Grape seed proanthocyanidin extract inhibits glutamate-induced cell death through inhibition of calcium signals and nitric oxide formation in cultured rat hippocampal neurons

• Published in: BMC neuroscience Vol. 12; no. 1; p. 78
• Main Authors: Ahn, Seo-Hee, Kim, Hee Jung, Jeong, Imju, Hong, Yi Jae, Kim, Myung-Jun, Rhie, Duck-Joo, Jo, Yang-Hyeok, Hahn, Sang June, Yoon, Shin Hee
• Format: Journal Article
• Language: English
• Published: England BioMed Central Ltd 03.08.2011; BioMed Central; BMC
• Subjects: Animals; Antioxidants - therapeutic use; Bioflavonoids; Calcium Signaling - physiology; Cell death; Cell Death - drug effects; Cells, Cultured; Disease Models, Animal; Flavones; Flavonoids; Glutamates - pharmacology; Grape Seed Extract - therapeutic use; Health aspects; Hippocampus - drug effects; Hippocampus - metabolism; Hippocampus - pathology; Neurons; Neurons - drug effects; Neurons - metabolism; Neurons - pathology; Nitric Oxide - biosynthesis; Physiological aspects; Proanthocyanidins - therapeutic use; Rats; South Korea
• ISSN: 1471-2202; 1471-2202
• DOI: 10.1186/1471-2202-12-78

Proanthocyanidin is a polyphenolic bioflavonoid with known antioxidant activity.
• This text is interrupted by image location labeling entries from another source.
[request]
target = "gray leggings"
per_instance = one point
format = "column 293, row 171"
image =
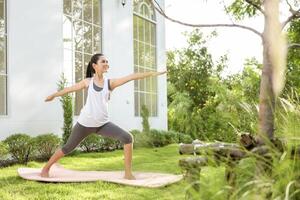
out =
column 79, row 132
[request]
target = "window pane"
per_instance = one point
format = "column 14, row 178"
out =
column 141, row 29
column 148, row 84
column 153, row 34
column 147, row 32
column 77, row 9
column 87, row 10
column 78, row 37
column 3, row 81
column 154, row 104
column 68, row 65
column 136, row 103
column 148, row 103
column 87, row 35
column 2, row 18
column 96, row 12
column 78, row 77
column 154, row 84
column 96, row 39
column 153, row 58
column 147, row 56
column 141, row 54
column 67, row 32
column 2, row 55
column 68, row 7
column 86, row 61
column 136, row 52
column 142, row 100
column 135, row 27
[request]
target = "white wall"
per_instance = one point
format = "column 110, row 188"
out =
column 34, row 59
column 35, row 62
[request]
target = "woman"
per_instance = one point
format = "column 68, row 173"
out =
column 93, row 117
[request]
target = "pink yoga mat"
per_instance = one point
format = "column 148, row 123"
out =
column 60, row 174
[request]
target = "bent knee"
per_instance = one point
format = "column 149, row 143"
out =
column 67, row 149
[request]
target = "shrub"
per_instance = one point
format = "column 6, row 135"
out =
column 184, row 138
column 109, row 144
column 145, row 116
column 157, row 138
column 91, row 143
column 3, row 149
column 20, row 146
column 67, row 105
column 45, row 145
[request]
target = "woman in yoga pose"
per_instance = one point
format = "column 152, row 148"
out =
column 93, row 117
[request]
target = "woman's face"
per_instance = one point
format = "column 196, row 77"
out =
column 102, row 65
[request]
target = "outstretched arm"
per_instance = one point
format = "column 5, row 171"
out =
column 120, row 81
column 78, row 86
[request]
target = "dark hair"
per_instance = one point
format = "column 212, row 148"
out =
column 90, row 70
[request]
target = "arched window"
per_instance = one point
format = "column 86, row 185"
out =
column 82, row 38
column 144, row 33
column 3, row 63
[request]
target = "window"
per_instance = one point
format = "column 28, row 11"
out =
column 82, row 38
column 3, row 64
column 144, row 33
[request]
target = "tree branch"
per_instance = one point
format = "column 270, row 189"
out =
column 255, row 6
column 294, row 45
column 162, row 12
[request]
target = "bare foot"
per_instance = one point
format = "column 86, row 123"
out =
column 129, row 177
column 45, row 173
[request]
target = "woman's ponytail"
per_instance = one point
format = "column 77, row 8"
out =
column 90, row 70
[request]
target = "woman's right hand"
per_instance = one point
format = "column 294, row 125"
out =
column 50, row 98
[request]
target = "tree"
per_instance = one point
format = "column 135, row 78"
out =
column 274, row 50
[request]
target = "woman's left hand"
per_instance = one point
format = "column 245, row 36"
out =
column 160, row 73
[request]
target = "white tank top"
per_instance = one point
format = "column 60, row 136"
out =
column 95, row 111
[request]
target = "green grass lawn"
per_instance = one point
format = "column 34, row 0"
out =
column 163, row 159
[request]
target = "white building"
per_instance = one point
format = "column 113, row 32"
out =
column 42, row 39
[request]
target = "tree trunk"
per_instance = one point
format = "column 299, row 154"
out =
column 266, row 96
column 272, row 78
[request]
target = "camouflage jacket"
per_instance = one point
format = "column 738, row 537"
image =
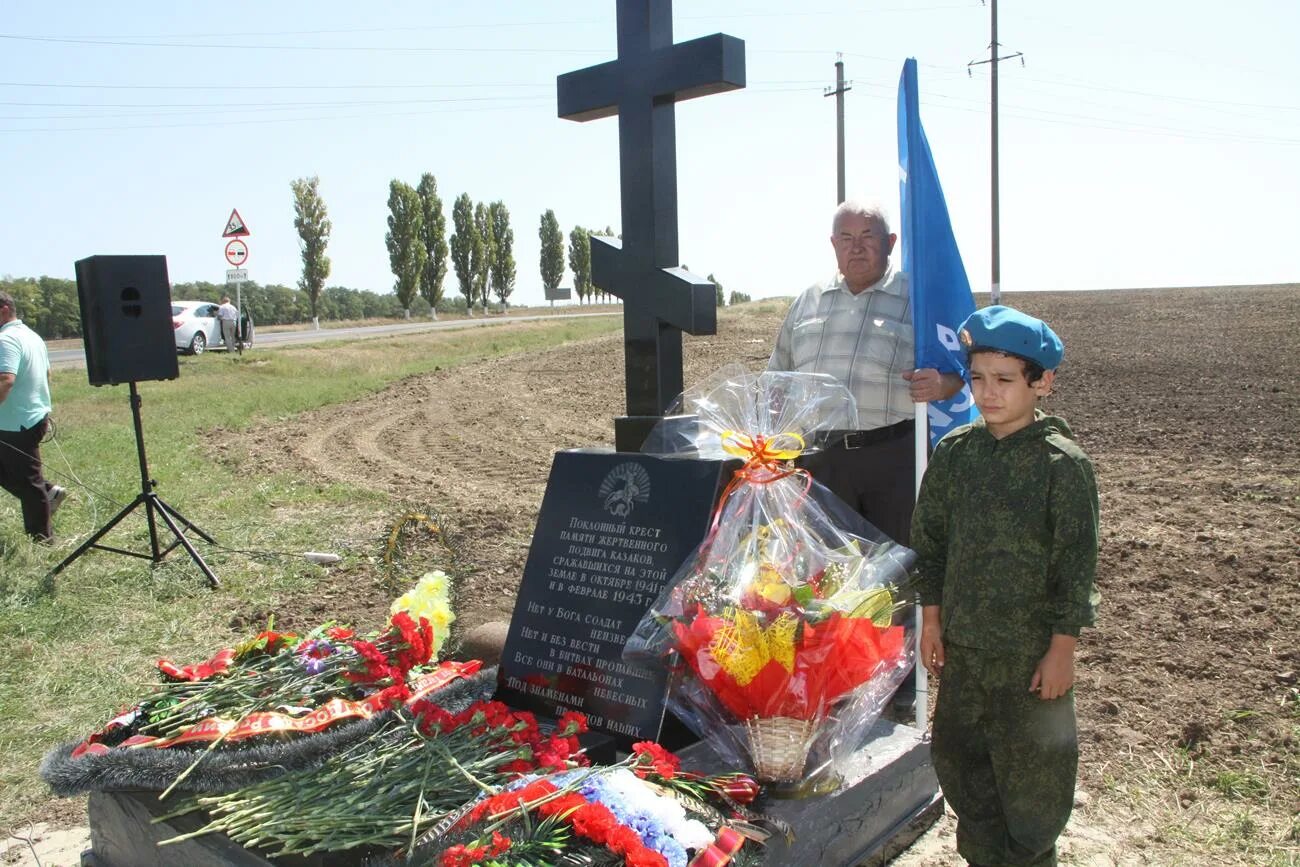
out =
column 1005, row 532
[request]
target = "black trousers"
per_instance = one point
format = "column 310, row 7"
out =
column 876, row 480
column 21, row 476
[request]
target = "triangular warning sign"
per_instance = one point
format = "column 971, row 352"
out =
column 235, row 226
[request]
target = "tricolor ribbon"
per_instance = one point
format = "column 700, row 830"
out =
column 720, row 850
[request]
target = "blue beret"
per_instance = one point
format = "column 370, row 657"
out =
column 1009, row 330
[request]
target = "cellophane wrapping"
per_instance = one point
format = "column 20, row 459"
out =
column 791, row 625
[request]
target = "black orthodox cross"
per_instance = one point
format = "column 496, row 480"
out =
column 659, row 299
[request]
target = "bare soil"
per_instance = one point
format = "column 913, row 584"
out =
column 1186, row 399
column 1188, row 694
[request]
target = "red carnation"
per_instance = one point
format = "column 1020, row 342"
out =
column 651, row 757
column 572, row 723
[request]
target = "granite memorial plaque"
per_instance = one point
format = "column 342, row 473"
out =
column 612, row 530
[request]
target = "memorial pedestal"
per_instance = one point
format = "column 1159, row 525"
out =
column 889, row 798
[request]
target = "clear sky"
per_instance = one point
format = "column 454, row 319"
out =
column 1143, row 143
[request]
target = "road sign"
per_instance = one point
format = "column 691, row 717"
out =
column 235, row 226
column 237, row 252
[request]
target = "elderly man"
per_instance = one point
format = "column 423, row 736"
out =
column 228, row 316
column 24, row 412
column 858, row 329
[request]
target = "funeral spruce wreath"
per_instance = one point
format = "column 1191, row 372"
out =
column 328, row 741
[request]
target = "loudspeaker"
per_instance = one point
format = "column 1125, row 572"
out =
column 126, row 319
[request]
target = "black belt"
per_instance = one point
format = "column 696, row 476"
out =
column 862, row 438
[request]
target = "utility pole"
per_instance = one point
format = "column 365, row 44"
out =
column 839, row 91
column 996, row 291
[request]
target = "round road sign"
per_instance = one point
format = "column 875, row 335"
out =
column 237, row 252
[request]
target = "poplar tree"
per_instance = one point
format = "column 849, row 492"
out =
column 553, row 251
column 407, row 254
column 313, row 229
column 481, row 254
column 434, row 238
column 463, row 243
column 580, row 261
column 503, row 252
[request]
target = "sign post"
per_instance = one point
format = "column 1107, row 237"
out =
column 237, row 254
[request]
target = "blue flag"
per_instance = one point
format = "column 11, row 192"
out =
column 940, row 293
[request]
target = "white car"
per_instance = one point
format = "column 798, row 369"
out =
column 196, row 328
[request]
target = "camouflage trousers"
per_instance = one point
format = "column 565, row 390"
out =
column 1006, row 761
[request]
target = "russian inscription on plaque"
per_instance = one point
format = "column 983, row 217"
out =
column 611, row 532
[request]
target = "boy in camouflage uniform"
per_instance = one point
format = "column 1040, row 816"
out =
column 1005, row 530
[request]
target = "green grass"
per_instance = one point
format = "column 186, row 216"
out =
column 81, row 646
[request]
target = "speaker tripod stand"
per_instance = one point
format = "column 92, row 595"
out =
column 155, row 508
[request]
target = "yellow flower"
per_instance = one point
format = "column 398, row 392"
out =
column 429, row 599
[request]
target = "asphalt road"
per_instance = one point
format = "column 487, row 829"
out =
column 272, row 339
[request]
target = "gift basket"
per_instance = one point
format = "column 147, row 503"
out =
column 788, row 629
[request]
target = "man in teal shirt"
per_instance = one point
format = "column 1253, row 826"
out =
column 24, row 417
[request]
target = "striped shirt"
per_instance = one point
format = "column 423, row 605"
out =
column 865, row 341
Some flavonoids have a modulatory effect on [Ca²⁺]i. Although proanthocyanidin extract from blueberries reportedly affects Ca²⁺ buffering capacity, there are no reports on the effects of proanthocyanidin on glutamate-induced [Ca²⁺]i or cell death. In the present study, the effects of grape seed proanthocyanidin extract (GSPE) on glutamate-induced excitotoxicity was investigated through calcium signals and nitric oxide (NO) in cultured rat hippocampal neurons. Pretreatment with GSPE (0.3-10 μg/ml) for 5 min inhibited the [Ca²⁺]i increase normally induced by treatment with glutamate (100 μM) for 1 min, in a concentration-dependent manner. Pretreatment with GSPE (6 μg/ml) for 5 min significantly decreased the [Ca²⁺]i increase normally induced by two ionotropic glutamate receptor agonists, N-methyl-D-aspartate and alpha-amino-3-hydroxy-5-methyl-4-isoxazolepropionic acid (AMPA). GSPE further decreased AMPA-induced response in the presence of 1 μM nimodipine. However, GSPE did not affect the 50 mM K+-induced increase in [Ca²⁺]i. GSPE significantly decreased the metabotropic glutamate receptor agonist (RS)-3,5-Dihydroxyphenylglycine-induced increase in [Ca²⁺]i, but it did not affect caffeine-induced response. GSPE (0.3-6 μg/ml) significantly inhibited synaptically induced [Ca²⁺]i spikes by 0.1 mM [Mg²⁺]o. In addition, pretreatment with GSPE (6 μg/ml) for 5 min inhibited 0.1 mM [Mg²⁺]o- and glutamate-induced formation of NO. Treatment with GSPE (6 μg/ml) significantly inhibited 0.1 mM [Mg²⁺]o- and oxygen glucose deprivation-induced neuronal cell death. All these data suggest that GSPE inhibits 0.1 mM [Mg²⁺]o- and oxygen glucose deprivation-induced neurotoxicity through inhibition of calcium signals and NO formation in cultured rat hippocampal neurons.